Table 2.
Clinical transplantation in Huntington’s disease.
Study (year) | Clinical size | Type of cell | Clinical outcome | Negative effects | Ref. |
---|---|---|---|---|---|
Bachoud-Levi et al. (2006, 2009, 2000) | Five patients | Whole ganglionic eminence | Three of five patients showed stability of symptoms or clinical improvement for 4–6 years | One patient showed development of a putaminial cyst | [4,99,108] |
Capetian et al. (2009) | One patient | Whole ganglionic eminence | UHDRS score stability for 6 months. Survival and differentiation of grafted cells | None reported (patient died from unrelated causes) | [109] |
Cicchetti et al. (2009, 2014) | Three patients | Lateral ventricular eminence containing striatal primordia | Improvement of UHDRS in two of three patients for up to 18 months before returning to presurgical levels | Grafts underwent disease-like neuronal degeneration. Cortical hemorrhage, subdural hematoma following surgery | [5,100] |
Freeman et al. (2000) | One patient | Lateral ventricular eminence containing striatal primordia | Stability of UHDRS 15 months following transplantation. Transplants integrated into the host tissue | None reported | [110] |
Furtado et al. (2005) | Seven patients | Fetal striatal tissue | Transplants failed to restore fluorodeoxyglucose uptake and D1 and D2 receptor binding in subjects | Possible technical issues with regards to the ganglionic eminence and in targeting the striatum | [111] |
Hauser et al. (2002) | Seven patients | Fetal striata | Grafts developed striatal morphology, UHDRS improved significantly 12 months following surgery | Three subjects developed subdural hemorrhages, one patient died 18 months following surgery from probable cardiac arrhythmia | [112] |
Keene et al. (2007) | Two patients | Fetal lateral ganglionic eminence | Improved ambulation 3 months following transplant in one patient. In both patients, transplanted cells displayed morphology of neurons and astrocytes | One patient reported chronic headaches following surgery and was treated for bilateral subdural hematomas. Reported that transplants did not have an effect on the course of HD | [113] |
Keene et al. (2009) | One patient | Fetal neuronal tissue | Clinical improvement for UHDRS for 2 years. Patient died 121 months following surgery from complications of advanced HD | Three mass lesions and one large cyst were present on the left caudate and putamen.

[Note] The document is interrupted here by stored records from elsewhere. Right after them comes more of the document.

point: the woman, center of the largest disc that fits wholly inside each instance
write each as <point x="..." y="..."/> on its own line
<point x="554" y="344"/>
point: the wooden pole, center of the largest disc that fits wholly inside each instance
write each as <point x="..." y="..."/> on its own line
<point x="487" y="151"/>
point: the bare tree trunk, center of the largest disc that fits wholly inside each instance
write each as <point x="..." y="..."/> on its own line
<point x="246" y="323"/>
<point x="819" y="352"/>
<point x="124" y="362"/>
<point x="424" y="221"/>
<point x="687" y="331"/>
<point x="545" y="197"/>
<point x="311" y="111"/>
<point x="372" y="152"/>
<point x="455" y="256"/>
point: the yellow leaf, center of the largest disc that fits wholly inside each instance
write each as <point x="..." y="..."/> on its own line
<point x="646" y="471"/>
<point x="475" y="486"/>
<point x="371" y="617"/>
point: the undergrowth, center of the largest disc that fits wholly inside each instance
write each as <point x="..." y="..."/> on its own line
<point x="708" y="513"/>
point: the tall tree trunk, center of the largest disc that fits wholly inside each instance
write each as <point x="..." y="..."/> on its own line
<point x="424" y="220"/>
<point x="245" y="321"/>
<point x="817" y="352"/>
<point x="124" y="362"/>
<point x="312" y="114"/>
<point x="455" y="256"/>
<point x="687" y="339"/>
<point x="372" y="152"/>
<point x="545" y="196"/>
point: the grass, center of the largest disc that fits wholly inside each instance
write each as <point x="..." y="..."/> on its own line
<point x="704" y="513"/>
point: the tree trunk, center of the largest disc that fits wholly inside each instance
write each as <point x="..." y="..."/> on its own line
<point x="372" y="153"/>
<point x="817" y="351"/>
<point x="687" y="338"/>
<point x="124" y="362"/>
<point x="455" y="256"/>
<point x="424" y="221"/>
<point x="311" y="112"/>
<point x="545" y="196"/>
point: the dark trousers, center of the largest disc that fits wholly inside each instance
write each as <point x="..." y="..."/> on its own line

Five mass lesions and two cysts were present on the right caudate and putamen | [6] |
Kopyov et al. (1998) | Three patients | Lateral ganglionic eminence | Clinical improvement for UHDRS for all three patients 12 months following surgery. Graft survival and growth within the striatum without displacing host tissue | None reported | [114] |
Krystkowiak et al. (2007) | 13 patients | Fetal neuronal tissue | Pre- and post-UHDRS were not reported. Four of the 13 patients had grafts that did not display signs of rejection | Biological, radiological and clinical rejection of grafts in other subjects (reversible under immunosuppressive treatment) | [115] |
Reuter et al. (2008) | Two Patients | Whole ganglionic Eminence | Clinical improvement for UHDRS over 5-year period for one patient. Increased striatal D2 receptor binding, suggesting long-term survival and efficacy of grafts | None reported | [101] |
Rosser et al. (2002) | Four Patients | Whole ganglionic Eminence | Stability of UHDRS as well as cognitive ability up to 6 months following surgery. Graft survival without Overgrowth | None reported | [116] |
Philpott et al(1997) | Three Patients | Lateral ganglionic Eminence | Increased cognitive functioning 6 months following surgery | None reported | [117] |
Gallina et al. (2010) | Four Patients | Whole ganglionic Eminence | Stability or improvement in motor, behavioral and functional scores up to 24 months following surgery | None reported | [104] |
Madrazo et al. (1995) | Two patients | Whole ganglionic eminence | Stability or improvement on functional capacity for up to 25 months following surgery when a slow progression of HD was observed | None reported | [118] |
HD: Huntingdon’s disease; UHDRS: Unified Huntingdon’s disease rating scale.